AVL tree vs. Red-Black tree

  • In practice, AVL Trees are typically faster with find operations (because they are forced to be more balanced, so traversing down the tree without modifying it is faster) and Red-Black Trees are typically faster with insertion and removal operations (because they are not required to be as balanced, so they perform less operations to maintain balance after modification).
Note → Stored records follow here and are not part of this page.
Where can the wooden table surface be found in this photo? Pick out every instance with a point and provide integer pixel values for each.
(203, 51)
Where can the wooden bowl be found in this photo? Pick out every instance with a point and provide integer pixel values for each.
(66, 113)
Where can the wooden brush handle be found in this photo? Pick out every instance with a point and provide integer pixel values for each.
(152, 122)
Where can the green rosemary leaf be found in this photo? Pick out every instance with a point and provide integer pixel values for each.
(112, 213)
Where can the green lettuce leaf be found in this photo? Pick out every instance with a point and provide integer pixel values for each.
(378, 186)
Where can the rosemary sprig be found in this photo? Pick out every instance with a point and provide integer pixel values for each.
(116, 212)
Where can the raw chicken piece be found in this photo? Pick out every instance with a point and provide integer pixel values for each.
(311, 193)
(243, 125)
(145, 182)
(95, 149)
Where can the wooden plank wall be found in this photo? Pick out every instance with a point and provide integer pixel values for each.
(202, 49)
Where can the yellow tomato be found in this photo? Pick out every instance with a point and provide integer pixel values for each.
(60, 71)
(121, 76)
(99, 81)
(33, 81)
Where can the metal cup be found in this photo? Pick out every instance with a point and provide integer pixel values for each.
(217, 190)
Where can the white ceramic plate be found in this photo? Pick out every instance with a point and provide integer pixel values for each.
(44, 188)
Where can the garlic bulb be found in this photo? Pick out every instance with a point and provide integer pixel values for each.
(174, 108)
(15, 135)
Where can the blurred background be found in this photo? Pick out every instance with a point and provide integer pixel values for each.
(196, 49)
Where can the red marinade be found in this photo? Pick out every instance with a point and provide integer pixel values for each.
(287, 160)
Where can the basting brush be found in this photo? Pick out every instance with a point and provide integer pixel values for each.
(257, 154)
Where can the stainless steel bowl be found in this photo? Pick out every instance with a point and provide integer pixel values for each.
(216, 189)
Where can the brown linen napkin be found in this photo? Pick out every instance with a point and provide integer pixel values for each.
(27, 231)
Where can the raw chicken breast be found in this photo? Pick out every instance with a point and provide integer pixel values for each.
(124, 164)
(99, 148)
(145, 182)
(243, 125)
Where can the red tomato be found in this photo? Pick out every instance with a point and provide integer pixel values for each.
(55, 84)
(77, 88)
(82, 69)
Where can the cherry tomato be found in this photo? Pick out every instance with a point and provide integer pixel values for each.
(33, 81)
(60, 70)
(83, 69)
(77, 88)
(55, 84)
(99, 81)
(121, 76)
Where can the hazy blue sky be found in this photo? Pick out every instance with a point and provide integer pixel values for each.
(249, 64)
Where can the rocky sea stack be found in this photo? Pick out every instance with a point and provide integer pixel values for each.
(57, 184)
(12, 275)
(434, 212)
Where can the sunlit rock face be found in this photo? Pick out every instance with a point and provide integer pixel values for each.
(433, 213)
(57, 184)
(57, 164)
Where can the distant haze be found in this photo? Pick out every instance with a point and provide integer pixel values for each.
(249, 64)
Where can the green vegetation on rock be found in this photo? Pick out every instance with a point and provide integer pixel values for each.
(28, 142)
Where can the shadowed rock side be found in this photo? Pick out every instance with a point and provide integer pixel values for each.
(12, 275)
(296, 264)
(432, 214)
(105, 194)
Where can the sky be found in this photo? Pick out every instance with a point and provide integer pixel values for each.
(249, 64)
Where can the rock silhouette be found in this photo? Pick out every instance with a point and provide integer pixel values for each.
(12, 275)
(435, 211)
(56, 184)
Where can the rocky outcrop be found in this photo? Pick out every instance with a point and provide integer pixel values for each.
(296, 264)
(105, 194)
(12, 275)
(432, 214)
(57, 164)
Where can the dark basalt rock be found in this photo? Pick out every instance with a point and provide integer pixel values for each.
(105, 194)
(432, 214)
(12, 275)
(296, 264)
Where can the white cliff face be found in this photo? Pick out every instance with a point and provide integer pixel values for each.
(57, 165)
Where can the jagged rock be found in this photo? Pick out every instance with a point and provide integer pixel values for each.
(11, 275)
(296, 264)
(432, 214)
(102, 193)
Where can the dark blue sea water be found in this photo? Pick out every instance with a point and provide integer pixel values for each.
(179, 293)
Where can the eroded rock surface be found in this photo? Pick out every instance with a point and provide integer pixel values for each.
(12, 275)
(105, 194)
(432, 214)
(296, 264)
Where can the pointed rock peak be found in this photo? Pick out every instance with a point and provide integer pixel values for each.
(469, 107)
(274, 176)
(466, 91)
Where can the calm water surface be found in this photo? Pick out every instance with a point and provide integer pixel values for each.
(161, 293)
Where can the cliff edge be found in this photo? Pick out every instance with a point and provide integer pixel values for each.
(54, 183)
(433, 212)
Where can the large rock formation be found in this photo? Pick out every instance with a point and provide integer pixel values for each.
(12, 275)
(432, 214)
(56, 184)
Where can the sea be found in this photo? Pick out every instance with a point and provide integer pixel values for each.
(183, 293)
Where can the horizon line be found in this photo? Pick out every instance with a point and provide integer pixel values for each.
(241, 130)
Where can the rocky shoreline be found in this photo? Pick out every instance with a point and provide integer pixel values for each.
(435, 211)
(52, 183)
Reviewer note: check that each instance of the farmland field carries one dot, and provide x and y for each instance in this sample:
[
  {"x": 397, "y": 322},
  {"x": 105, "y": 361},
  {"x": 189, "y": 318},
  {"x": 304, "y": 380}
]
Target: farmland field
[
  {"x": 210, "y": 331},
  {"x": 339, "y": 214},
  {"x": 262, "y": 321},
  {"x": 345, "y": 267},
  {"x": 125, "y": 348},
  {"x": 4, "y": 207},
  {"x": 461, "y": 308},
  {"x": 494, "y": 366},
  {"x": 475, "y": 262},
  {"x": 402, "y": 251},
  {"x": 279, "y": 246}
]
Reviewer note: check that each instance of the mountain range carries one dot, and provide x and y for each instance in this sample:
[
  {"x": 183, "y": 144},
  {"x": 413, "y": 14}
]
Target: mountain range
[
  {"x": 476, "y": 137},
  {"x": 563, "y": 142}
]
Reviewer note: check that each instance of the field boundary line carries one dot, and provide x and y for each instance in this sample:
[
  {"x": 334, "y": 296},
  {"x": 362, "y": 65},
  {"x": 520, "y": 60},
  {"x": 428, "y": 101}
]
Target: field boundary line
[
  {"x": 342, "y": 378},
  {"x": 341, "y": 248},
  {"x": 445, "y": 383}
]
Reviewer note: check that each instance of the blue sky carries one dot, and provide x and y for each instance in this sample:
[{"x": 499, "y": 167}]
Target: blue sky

Full binary tree vs. complete binary tree

  • A full binary tree (sometimes proper binary tree or 2-tree) is a tree in which every node other than the leaves has two children.
  • A complete binary tree is a binary tree in which every level, except possibly the last, is completely filled, and all nodes are as far left as possible.

Others

Protocol Buffers

  • Protocol buffers are a flexible, efficient, automated mechanism for serializing structured data – think XML, but smaller, faster, and simpler. You define how you want your data to be structured once, then you can use special generated source code to easily write and read your structured data to and from a variety of data streams and using a variety of languages. You can even update your data structure without breaking deployed programs that are compiled against the "old" format.

  • Example
     message Person {
     required string name = 1;
     required int32 id = 2;
     optional string email = 3;
    
     enum PhoneType {
     MOBILE = 0;
     HOME = 1;
     WORK = 2;
     }
    
     message PhoneNumber {
     required string number = 1;
     optional PhoneType type = 2 [default = HOME];
     }
    
     repeated PhoneNumber phone = 4;
     }
    
    • Remember the " = 1", " = 2" markers on each element identify the unique "tag" that field uses in the binary encoding. Tag numbers 1-15 require one less byte to encode than higher numbers, so as an optimization you can decide to use those tags for the commonly used or repeated elements, leaving tags 16 and higher for less-commonly used optional elements. Each element in a repeated field requires re-encoding the tag number, so repeated fields are particularly good candidates for this optimization.
    • 'required': a value for the field must be provided, otherwise the message will be considered "uninitialized"
    • 'optional': the field may or may not be set.
    • 'repeated': the field may be repeated any number of times (including zero). This is the most popular choice.
  • Compiled protobuf will automatically have several methods to interact with data field. void set_allocated_xxx(string* value) is to set the string object to the field and frees the previous field value if it exists. If the string pointer is not NULL, the message takes ownership of the allocated string object and has_xxx() will return true. The message is free to delete allocated string object at any time, so references to the object may be invalidated. Otherwise, if the value is NULL, the behavior is the same as calling clear_xxx().

Core dump

  • A core dump is a file containing a process's address space(memory) when the process terminates unexpectedly. Core dumps may be produced on-demand (such as by a debuger), or automatically upon termination. Core dumps are triggered by the kernel in reponse to program crashes, and maybe passed to a helper program for further processing.
  • One can this of it as a full-length "snapshot" of RAM.
  • Use gdb -c coredump_file to check it.